Tous au travail… Oui, toi aussi !

Nous lisons ce matin, dans l’Évangile selon Matthieu (20, 1-16), la parabole des ouvriers de la onzième heure.
Ce jour-là, Jésus s’adresse à ses disciples qui s’interrogent sur ce qu’ils ont à gagner, eux qui ont tout abandonné pour suivre celui qui les a appelés. Par une image, celle de la vigne, Jésus leur répond que toute logique de ce monde sera renversé dans le Royaume des cieux.

Prédication

Chers Amis,
Frères et Sœurs,

Histoire d’un autre temps… Allons, donc

Cette histoire contée par Jésus n’est pas sans rappeler une époque que je n’ai connue que par des films ou des photographies, mais que nombre d’entre vous ont certainement vécue : la période des foins.

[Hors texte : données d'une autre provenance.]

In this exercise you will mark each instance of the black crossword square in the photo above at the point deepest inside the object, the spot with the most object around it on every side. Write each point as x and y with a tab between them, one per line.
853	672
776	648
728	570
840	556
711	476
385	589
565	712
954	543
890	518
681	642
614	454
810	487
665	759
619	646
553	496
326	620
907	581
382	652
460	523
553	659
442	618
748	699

Ce travail nécessitait, avant l’arrivée des machines, des bras, des hommes, des femmes qui œuvraient aux champs. Et à cette époque-là, on ne comptait pas ses heures, d’autant plus si l’orage menaçait et qu’il fallait rentrer le précieux foin avant l’averse.

Ce tableau brossé par Jésus évoque ainsi les saisonniers qui aident aux vendanges, aux travaux de la ferme. J’y reconnais aussi les ouvriers du bâtiment, les « petites mains » de la restauration ou encore les Working poor, les travailleurs-pauvres. Mais j’y entends aussi, en bruit de fond, les abus dont ils sont victimes : non-déclarés, exploités, des salaires misérables, pas d’assurances sociales.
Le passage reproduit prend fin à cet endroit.